Fabricating bespoke parts and prototypes is easier than ever with precise, computer-guided tools. Several different technologies offer this capability, with two of the most common being the 3D printer and the CNC mill. Each has much to offer for projects that would otherwise be difficult and costly, if not impossible.
Broadly, manufacturing can be defined as either additive or subtractive—the former, such as 3D printing, deposits material to build up a product while the latter, which includes CNC milling, cuts or wears away bulk material into a desired shape. Both CNC mills and 3D printers use a control program and machine code consisting of a sequence of instructions and coordinates for the machine’s mechanical components. CNC machinery is elaborate compared to 3D printers, making for more complex machine code. Thankfully, most CAD programs can convert a 3D model to usable machine code without manual programming, though CNC mill code still takes time to compile.

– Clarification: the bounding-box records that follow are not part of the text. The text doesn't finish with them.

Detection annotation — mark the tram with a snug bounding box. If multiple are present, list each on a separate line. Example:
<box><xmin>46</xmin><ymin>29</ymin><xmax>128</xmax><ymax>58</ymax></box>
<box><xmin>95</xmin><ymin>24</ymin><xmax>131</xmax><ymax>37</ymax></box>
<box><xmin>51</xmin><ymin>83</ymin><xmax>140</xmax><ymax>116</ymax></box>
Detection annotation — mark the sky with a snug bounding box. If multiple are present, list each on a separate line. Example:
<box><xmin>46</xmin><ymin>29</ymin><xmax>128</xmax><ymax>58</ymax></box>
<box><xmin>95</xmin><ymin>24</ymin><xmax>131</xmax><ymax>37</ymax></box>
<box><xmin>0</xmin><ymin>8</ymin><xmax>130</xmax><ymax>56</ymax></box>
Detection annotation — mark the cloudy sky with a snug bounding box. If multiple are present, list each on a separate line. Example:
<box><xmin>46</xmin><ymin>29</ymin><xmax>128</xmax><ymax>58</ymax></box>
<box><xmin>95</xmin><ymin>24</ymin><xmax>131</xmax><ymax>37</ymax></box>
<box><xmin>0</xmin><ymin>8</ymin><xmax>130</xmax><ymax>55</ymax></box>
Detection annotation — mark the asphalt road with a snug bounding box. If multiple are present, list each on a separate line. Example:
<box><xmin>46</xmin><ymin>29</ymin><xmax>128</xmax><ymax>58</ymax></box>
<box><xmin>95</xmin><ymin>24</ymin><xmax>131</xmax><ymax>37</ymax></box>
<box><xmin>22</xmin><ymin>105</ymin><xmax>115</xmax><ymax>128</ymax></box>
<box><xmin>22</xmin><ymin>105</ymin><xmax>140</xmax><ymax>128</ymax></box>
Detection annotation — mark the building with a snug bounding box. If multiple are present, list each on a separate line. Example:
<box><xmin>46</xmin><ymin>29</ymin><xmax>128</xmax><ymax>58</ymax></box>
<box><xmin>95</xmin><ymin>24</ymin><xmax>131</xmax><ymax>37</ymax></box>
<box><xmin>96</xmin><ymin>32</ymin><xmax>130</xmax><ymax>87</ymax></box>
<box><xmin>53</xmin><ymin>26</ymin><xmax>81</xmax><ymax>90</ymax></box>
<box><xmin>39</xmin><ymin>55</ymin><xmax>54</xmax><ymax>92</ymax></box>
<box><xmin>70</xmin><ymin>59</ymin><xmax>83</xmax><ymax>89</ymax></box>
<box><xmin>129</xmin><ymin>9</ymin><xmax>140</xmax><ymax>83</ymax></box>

The heating and extrusion process in 3D printing is most suited to either thermoplastics like ABS or nylon or to resins. Materials that cannot be melted and deposited, such as wood, are not usable. Also, a printer designed for thermoplastics can’t work with resins and vice versa. Some 3D printers can produce parts by sintering metal powders, instead.
CNC mills have a wider range of options available—any material that can be supplied as a solid block can be worked.
What Can Be Made?
Neither 3D printing nor CNC milling offers a one-size-fits-all solution. Apart from the materials available, the results differ in physical properties, dimensional tolerances and production speed and costs. CNC milling is necessary for structural parts because 3D printed parts may be rough or porous, weakening them. However, printing enables better precision for complex geometries, especially with hollow components. Additionally, the upfront cost for 3D printing is significantly lower, including training costs and quicker programming, but the cost for each additional part made is lower with CNC milling, making it the better choice for large-scale production.
The right machine for your needs depends on what you’re making and how much it could cost. Both 3D printers and CNC mills have a wide presence in modern industry, though, and for good reason.